By Dick Thackston
Its a buyer’s market – true – but what does that mean to you if you’re a home buyer? Are you looking to get “a great deal” and tell all your friends that you bought a house from a bank for $20,000 or are you looking to buy a home that you can live in and build equity and “have a life” over a reasonable period of time? Do you have the temperament of or for being an investor or do you not have the willingness or ability to take risks and experience losses? These are all REALLY, Really important questions you need to be able to answer if you thinking you want to play in this market.
First let’s consider what’s a good deal. Certainly you can buy a house for under $50,000. Many properties are being sold for small fractions of what they last sold for or were mortgaged for at the top of the market. DO NOT BE CONFUSED ABOUT WHAT THIS MEANS! These homes are in poor condition; most were not really qualified for the mortgages they had based upon condition but one of the characteristics of the B & C lending market of a few years ago was that they did not require homes to be up to speed. The loans were made on the hope that the borrowers would fix them up or that the housing market would inflate further or more likely both.

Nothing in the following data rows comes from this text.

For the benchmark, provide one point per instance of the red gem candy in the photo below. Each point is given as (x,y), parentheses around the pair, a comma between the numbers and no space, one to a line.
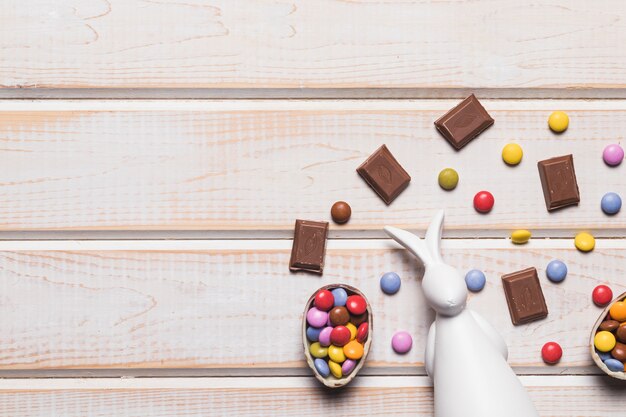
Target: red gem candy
(602,295)
(356,304)
(340,336)
(483,201)
(324,300)
(551,352)
(362,332)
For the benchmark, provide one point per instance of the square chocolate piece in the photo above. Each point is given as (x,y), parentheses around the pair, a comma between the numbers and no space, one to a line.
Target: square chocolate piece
(524,296)
(558,180)
(384,174)
(464,122)
(309,246)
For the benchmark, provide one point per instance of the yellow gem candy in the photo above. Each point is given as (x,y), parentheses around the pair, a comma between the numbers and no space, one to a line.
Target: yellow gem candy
(558,121)
(512,154)
(318,351)
(335,369)
(604,341)
(353,350)
(618,311)
(520,236)
(352,329)
(336,354)
(584,242)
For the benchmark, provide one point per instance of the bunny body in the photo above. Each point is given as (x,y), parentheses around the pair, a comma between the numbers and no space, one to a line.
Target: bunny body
(465,355)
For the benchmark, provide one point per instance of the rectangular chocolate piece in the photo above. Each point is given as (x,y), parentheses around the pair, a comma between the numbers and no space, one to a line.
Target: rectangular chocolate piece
(384,174)
(524,296)
(464,122)
(309,246)
(558,180)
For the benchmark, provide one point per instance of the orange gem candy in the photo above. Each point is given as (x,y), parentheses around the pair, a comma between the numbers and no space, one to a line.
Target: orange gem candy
(353,350)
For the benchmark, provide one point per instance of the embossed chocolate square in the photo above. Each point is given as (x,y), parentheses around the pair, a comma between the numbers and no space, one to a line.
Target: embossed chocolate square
(384,174)
(464,122)
(309,246)
(524,296)
(558,180)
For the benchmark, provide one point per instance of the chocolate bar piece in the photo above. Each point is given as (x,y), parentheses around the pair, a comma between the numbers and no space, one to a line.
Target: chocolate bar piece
(309,246)
(524,296)
(464,122)
(384,174)
(558,180)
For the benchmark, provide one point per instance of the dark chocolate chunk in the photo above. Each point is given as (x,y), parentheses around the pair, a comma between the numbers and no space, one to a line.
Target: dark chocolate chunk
(524,296)
(464,122)
(384,174)
(558,180)
(309,246)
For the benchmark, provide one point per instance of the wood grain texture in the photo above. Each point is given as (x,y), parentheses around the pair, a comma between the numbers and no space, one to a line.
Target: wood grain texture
(299,44)
(238,311)
(253,171)
(574,396)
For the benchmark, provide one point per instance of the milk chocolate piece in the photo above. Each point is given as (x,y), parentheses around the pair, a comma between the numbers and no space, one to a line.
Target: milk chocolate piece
(384,174)
(524,296)
(309,246)
(464,122)
(558,180)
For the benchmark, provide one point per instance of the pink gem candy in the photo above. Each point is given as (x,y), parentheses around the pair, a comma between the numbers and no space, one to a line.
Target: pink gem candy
(401,342)
(348,366)
(316,318)
(613,155)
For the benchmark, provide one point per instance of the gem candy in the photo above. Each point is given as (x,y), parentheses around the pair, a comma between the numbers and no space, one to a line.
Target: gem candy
(610,339)
(337,331)
(602,295)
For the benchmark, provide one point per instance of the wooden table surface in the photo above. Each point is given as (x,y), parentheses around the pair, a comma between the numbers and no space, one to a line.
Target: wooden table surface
(154,155)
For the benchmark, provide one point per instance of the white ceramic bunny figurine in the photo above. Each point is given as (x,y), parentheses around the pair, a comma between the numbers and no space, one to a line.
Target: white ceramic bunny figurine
(465,356)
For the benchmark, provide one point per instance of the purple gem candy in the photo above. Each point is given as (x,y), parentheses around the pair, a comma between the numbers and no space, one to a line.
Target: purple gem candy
(324,337)
(401,342)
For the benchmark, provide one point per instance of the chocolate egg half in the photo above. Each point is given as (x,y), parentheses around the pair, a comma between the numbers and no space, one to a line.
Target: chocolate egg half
(596,326)
(331,381)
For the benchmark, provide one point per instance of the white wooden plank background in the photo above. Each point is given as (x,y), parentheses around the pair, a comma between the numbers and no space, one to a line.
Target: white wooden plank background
(250,168)
(154,171)
(559,396)
(232,305)
(560,46)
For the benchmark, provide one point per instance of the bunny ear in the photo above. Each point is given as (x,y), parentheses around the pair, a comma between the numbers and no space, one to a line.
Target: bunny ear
(414,244)
(433,236)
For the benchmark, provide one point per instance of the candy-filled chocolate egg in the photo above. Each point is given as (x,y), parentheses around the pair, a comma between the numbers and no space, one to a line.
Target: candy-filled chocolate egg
(337,340)
(608,338)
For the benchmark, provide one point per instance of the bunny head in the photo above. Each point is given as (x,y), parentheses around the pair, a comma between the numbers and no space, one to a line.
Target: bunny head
(443,285)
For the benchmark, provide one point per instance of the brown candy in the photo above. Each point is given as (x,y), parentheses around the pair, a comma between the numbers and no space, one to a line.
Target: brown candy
(609,325)
(621,333)
(357,320)
(340,212)
(619,352)
(339,316)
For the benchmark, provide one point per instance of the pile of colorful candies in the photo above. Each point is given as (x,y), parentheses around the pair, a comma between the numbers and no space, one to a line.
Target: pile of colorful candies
(337,329)
(610,338)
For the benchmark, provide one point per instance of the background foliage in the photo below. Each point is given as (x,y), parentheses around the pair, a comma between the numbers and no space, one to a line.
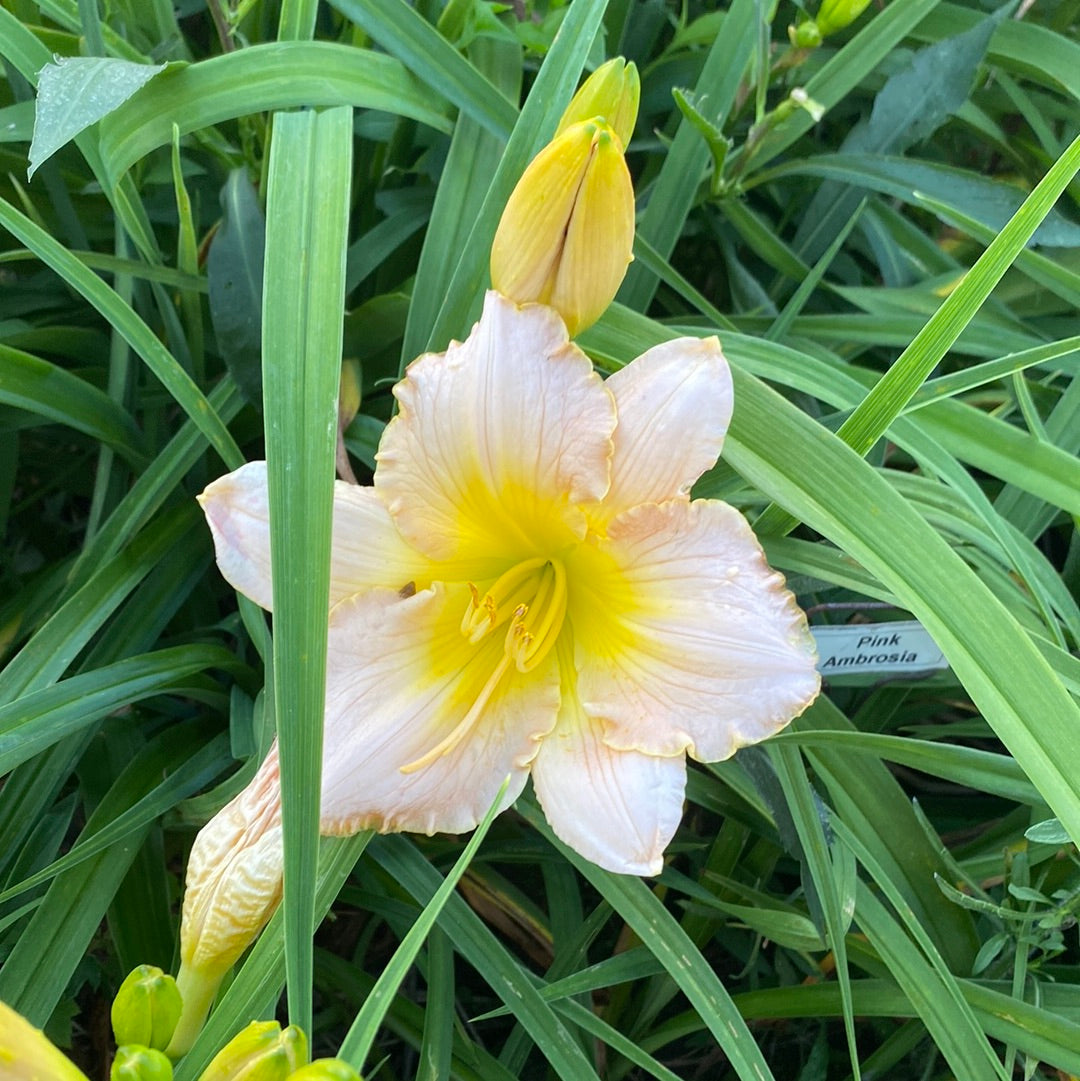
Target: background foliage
(895,278)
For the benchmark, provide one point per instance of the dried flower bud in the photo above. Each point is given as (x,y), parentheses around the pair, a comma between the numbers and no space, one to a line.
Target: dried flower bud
(27,1055)
(612,93)
(234,885)
(349,394)
(146,1009)
(567,234)
(134,1063)
(325,1069)
(261,1052)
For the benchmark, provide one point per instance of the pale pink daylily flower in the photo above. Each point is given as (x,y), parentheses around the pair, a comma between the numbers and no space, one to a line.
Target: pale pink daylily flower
(529,588)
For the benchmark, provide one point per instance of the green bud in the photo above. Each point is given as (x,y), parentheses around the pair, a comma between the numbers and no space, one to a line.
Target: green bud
(612,92)
(804,36)
(261,1052)
(325,1069)
(146,1009)
(134,1063)
(836,14)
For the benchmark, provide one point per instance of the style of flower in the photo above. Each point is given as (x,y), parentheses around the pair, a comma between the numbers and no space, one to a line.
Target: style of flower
(529,588)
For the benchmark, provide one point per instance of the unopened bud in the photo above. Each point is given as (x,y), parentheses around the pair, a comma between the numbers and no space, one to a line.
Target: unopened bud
(836,14)
(27,1055)
(805,35)
(325,1069)
(146,1009)
(567,235)
(232,886)
(261,1052)
(134,1063)
(612,93)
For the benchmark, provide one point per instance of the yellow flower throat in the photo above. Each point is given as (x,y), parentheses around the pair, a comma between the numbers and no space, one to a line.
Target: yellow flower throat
(531,600)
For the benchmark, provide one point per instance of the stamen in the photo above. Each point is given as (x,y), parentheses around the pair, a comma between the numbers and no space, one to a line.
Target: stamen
(462,730)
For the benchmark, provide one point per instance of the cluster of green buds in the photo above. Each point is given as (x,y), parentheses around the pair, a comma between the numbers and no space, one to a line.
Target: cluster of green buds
(831,16)
(264,1051)
(144,1012)
(567,234)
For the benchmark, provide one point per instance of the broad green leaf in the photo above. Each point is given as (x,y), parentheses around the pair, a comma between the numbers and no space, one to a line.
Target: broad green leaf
(304,298)
(257,79)
(75,92)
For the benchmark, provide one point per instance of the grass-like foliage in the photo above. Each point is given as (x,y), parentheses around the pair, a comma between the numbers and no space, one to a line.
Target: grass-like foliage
(881,224)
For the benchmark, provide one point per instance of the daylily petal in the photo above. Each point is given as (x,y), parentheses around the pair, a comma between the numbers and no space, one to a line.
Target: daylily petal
(685,640)
(497,440)
(674,405)
(367,550)
(26,1053)
(400,679)
(617,808)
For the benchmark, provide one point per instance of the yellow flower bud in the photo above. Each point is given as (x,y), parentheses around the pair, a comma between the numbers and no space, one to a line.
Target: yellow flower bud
(134,1063)
(567,235)
(612,92)
(325,1069)
(836,14)
(146,1009)
(232,886)
(26,1055)
(261,1052)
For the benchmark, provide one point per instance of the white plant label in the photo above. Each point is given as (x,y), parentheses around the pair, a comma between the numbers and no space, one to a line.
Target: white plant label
(884,648)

To buy these homes now for the most part you need lots of cash: cash to buy them and cash to renovate them. You also need to know that you may be years from getting your cash back. Normally lenders will require that your ownership and repairs be “seasoned” for at least a year before they will allow a new loan. Also, you will need to know that just because you want to make certain repairs that will “make it yours” it does not mean that you will be adding significant or any value in today’s real estate market. Roof’s, septic systems, electrical work, plumbing are all things that are expected by most home buyers to be in fair or better condition when purchasing home so you don’t get extra credit for those.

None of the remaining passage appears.